When we started this site, I’m not exactly sure the subject of kids and sailing on the Hobie Cat 16 actually entered my mind. I saw plenty of young families out on the water with their sails up, but I never imagined what it would be like to invite my own daughter out on the boat. Now that I have kids of my own, I’m starting to think about sailing like a parent.
Since she’s still pretty young (we’re talking pre-toddler age) there isn’t a lot hard core instruction going on. In fact the only hard truth she may actually understand about sailing is “water!” We have taken her out a few times on the Catalina 22. In someways it’s a bit easier to manage a small child on a bigger monohull with its cockpit below, and the bench seats. But the Hobie 16 is my first love and it’s never too early to share your love of sailing with your kids. Here are a few tips I learned from our first sail with her on the Hobie over the fourth of July.
1. Always, ALWAYS, wear a life jacket. This may sound redundant, but everyone (even adults) should be doing this anyway. I know it was a lot easier to get her to wear and keep her life jacket on, when she saw that we all had one on too.
2. Go Slow. We were nervous about having too much wind when we first set out. My wife held her tight at the beginning while I took the tiller. As the wind slowed down we loosened up a bit. It definitely wasn’t the adrenaline rush experience I’m used to, but it helped our little girl (and me) feel more comfortable on the water.

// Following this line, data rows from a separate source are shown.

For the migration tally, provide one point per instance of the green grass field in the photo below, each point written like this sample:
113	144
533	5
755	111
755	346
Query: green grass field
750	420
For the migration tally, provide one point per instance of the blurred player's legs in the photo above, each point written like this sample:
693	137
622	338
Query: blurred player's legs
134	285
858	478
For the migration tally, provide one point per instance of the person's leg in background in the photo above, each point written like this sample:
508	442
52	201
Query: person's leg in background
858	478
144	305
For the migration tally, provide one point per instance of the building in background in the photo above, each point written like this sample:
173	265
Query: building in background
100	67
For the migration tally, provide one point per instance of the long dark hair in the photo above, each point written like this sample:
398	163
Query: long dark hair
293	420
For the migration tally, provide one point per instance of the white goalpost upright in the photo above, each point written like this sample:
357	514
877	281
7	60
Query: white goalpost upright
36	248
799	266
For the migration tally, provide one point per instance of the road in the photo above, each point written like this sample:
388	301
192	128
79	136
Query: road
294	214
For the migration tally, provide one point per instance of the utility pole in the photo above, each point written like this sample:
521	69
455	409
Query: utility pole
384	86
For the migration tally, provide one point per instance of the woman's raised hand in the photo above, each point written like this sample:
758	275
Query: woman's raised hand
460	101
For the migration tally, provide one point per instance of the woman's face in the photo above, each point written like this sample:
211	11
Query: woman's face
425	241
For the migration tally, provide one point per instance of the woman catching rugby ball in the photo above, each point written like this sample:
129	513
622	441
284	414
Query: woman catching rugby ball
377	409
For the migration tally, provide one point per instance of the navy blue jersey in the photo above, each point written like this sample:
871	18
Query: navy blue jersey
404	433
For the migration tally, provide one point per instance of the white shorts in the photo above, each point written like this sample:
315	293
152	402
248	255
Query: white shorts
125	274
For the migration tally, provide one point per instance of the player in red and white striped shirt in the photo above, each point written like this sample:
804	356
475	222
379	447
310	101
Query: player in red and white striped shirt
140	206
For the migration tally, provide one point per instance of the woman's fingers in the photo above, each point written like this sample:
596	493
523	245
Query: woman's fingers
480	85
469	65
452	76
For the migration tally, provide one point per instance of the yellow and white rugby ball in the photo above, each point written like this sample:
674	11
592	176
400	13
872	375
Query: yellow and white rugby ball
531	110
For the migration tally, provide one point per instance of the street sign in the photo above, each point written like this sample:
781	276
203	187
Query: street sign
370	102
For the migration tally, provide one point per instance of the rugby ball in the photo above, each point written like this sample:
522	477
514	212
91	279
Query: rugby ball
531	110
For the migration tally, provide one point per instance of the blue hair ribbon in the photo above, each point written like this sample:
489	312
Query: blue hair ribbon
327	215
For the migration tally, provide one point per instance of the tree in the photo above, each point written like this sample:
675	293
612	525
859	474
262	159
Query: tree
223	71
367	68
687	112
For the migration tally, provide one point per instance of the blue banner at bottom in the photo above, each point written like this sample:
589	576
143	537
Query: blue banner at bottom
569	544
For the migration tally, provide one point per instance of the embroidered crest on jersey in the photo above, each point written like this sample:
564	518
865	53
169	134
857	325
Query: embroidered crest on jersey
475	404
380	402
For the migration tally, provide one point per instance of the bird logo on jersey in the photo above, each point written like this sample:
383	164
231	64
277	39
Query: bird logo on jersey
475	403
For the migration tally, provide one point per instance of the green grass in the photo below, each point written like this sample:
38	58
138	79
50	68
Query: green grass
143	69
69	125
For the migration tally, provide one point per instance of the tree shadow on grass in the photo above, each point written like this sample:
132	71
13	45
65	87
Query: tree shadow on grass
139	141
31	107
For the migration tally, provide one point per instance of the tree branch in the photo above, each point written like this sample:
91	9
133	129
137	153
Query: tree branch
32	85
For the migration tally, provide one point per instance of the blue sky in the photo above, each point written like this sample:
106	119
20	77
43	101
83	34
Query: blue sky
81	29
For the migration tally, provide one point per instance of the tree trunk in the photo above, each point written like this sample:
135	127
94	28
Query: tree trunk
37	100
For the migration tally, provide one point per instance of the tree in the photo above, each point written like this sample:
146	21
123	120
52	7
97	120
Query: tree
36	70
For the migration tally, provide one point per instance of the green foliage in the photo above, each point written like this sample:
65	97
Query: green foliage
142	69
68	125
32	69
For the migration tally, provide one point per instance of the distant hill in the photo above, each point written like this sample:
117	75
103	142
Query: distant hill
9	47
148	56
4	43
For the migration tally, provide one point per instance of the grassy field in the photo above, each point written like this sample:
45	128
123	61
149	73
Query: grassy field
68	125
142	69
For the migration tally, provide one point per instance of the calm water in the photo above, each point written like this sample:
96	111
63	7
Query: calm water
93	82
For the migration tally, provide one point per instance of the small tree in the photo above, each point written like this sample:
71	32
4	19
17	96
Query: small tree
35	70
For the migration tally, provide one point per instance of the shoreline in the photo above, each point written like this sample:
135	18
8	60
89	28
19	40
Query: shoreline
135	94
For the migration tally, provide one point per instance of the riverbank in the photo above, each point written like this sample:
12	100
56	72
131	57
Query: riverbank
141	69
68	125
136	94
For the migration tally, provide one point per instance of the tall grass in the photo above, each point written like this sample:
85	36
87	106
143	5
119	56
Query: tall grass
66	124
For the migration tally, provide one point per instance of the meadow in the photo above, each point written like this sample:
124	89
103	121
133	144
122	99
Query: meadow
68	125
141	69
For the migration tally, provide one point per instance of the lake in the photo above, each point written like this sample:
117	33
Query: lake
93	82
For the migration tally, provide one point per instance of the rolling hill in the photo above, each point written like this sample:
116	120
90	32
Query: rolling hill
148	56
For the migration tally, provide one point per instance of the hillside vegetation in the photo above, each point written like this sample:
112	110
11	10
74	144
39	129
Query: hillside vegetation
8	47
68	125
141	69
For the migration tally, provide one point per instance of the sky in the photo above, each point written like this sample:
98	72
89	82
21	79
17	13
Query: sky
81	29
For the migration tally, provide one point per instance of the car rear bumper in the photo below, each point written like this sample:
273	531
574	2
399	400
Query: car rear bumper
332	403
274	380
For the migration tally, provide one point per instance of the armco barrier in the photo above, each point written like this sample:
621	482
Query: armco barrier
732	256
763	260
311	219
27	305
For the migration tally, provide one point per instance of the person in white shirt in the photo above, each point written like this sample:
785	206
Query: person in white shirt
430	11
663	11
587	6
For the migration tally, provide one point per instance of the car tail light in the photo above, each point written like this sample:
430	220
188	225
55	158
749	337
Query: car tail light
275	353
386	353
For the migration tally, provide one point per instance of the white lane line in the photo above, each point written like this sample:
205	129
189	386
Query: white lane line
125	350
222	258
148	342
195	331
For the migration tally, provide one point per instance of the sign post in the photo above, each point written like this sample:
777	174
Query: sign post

3. Take Pictures. I highly doubt she’ll be able to remember this experience when she gets older, but our memories coupled with the pictures make it a reality. She was sailing before she was two!
4. Let them warm up to the water and the feeling of being on the boat. She was afraid of the waves and feeling unbalanced at the beginning of the day, but we turned the waves into a good thing by chanting, “More waves! More waves!” She came to love it by the end. It helps that our girl loves the water in the first place, but gently dipping her feet in the water helped her feel more and more comfortable about being on the boat. From there she could explore a bit at her own pace.
5. Lots of People to help. This one isn’t necessary, but it worked for us on this particular trip. Since it was a holiday weekend, we had a lot of people that wanted to go sailing at the same time. So we crowded on 4 adults and 1 child. It was a little more than normal, it was also to help ensure a slower pace. Being in tight quarters on the tramp, we were all prepared to grab a falling baby of the side if needs be. Thankfully, none of us had to take a dive for her. 😉
6. Bring snacks. Spend some time on the beach. Most parents of young children and babies know that their attention span lasts maybe 2 minutes, if you’re lucky. Having multiple activities that day both on and off the water helped make this day a success.
I sure hope my little girl grows up to love sailing as much as I do. But if she doesn’t, that’s okay too. At least I got her out on the Hobie and enjoyed at least one, hopefully many more afternoons out on the water with her and my family. Kids and sailing, it’s a great combination.